Saturday, August 23, 2008

DIY Lobster Roll

Homemade Lobster Roll
Yes, I actually made the lobster roll above!

My aunt is headed over, so I have to clean the house before I finish the weekly list. Below is a post I did for my friends at Bostonist. (I might've been more casual otherwise...)

It might be a perfect weekend to make some lobster rolls!


Homemade Lobster Roll
$6.32 per roll (w/ chips)

There's no reason to pay big money for a good lobster roll. With a little effort, the yumminess-to-dollar ratio can be high. Part of a lobster roll's beauty is that you simply eat it without getting your hands dirty. Just like other aspects of life, there can also be quite a bit of satisfaction in self-service.

Getting your lobster at a supermarket is fine, but who knows how long those tank-dwellers have been there? Take a look behind the store, and you might see a couple crustaceans on a cigarette break.

This is New England! There are plenty of places to get a fresh, lively lobba-lobba for your belly. Every Internet search engine sits waiting for someone to type "lobster market [your town]." You might pay a dollar or two more, but it will be worth it.

I picked up a 1.75-pounder at New Deal Fish Market in East Cambridge for $21.09 (at $12.99 per lb. -- vs. $11.99 at Shaw's). The service was great, and it's clear they care about good seafood. Our confidence level was high -- and well-rewarded.

The tail and claw pieces were cut into big chunks for bites of premium flavor, while the rest was given a rough chop that offered flavor dimension beyond simple uniformity of goodness. Only enough mayo was added to bind it together, and no celery pieces were added. A wee bit of celery leaves sat underneath for a hint of greens and added texture.

With total control over the meal, a generous yet neat amount of lobster salad was laid into a bed of lightly-toasted and slightly under-buttered (no one's perfect) hot dog buns (8-pack, $1.67). Like a bookworm-ish cousin, the bread's flavor added little to the party, but good-flavor times rolled on without giving it much thought. An 8.5oz bag of sea salt & vinegar Cape Cod potato chips ($2.50) matched superbly as a delightful side for a goog ol' lobster roll. The sweet, tender flavor joyfully lingered for the half-second until the next bite arrived.

A better lobster roll could be found, but very few can beat a homemade lobster made with love. Certainly no restaurant or shack can beat the price!

The prep and math behind the roll:

If harbor water isn't within a block of your heat source, be sure to salt your water. We like to add "aromatics" to the pot, but salt is the only necessity. Pantry items that went into the water included:

- a quartered onion
- a couple stalks of celery (cut into a few pieces)
- a clove or two of garlic
- some peppercorns
- 2 bay leaves
- a halved lemon (squeezed into pot and dropped in)
The greatness of lobster is best enjoyed with as little distraction as possible. A little flavor is added to the bath, so little else should end up in the roll.

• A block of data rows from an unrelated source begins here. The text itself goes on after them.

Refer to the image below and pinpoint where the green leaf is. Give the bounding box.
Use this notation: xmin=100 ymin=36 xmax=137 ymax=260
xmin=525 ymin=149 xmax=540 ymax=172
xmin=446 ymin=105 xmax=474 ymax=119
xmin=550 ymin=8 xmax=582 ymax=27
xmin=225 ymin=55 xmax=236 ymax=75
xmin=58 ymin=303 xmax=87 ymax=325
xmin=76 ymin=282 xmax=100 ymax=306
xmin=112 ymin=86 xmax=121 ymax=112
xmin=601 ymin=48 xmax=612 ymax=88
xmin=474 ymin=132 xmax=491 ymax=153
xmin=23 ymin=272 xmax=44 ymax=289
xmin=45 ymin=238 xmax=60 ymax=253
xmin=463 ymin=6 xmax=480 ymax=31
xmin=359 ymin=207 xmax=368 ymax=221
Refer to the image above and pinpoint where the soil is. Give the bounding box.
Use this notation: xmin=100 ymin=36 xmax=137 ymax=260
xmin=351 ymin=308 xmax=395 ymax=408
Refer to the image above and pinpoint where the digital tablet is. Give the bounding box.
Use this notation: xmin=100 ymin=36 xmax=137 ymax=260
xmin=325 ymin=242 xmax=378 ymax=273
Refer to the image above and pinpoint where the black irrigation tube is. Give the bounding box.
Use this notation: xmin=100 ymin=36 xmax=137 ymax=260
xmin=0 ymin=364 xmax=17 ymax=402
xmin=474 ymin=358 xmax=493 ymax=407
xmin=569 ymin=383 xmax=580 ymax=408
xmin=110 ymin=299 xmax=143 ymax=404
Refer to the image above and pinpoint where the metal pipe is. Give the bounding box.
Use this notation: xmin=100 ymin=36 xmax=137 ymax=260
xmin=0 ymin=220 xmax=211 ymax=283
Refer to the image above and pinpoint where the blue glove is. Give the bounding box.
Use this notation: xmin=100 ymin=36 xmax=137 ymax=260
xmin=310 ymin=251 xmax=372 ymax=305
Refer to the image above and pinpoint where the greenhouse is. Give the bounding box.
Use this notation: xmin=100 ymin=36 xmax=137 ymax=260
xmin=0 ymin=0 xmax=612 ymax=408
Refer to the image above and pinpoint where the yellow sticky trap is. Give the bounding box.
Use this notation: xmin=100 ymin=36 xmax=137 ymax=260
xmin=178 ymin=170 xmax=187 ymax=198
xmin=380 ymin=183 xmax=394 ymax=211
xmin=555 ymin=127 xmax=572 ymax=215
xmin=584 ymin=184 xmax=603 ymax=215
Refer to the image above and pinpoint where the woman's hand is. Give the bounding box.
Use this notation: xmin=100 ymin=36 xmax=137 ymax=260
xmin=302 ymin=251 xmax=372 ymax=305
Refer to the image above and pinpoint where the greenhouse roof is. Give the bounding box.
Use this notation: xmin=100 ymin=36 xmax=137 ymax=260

Once the water is boiling, drop it in for 10 to 12 minutes depending on its size. After it's cool enough to handle, the fun part is next. Without making this a lengthy how-to: break off the tail and arms, let sections drain over the sink, and don't eat the stuff near the head. While some love the vibrantly green tomalley, it's not good lobster roll material. I crack open every nook and cranny where any meat can be found. The spindly legs have quite a bit of tasty meat, and every segment can be squeezed like a toothpaste tube.

It shouldn't be difficult to drop the scrumptious sea-bug into boiling water just as most people are comfortable killing any insect around the house. Once cooked, view it as abstractly as any other meat product. (Fried chicken, anyone?)

It can still be delicious if take the easy route. Shaw's will steam the lobster for you, and other markets might offer that service. Meat still needs to be removed, but you save time by shopping while the lobster is cooking. We strongly urge you not to buy the pre-steamed lobster -- there's probably a reason they cooked it, and it's not a good one. Smaller lobsters (1.5 lbs. or less) would be fine, but they start to get tough when bigger than 2 pounds.

Lobster: $21.09 +
hot dog buns: $1.67 +
potato chips: $2.50 = $25.28

Divided by 4 = $6.32 per roll.

If you want two rolls, it's $12.64 per person.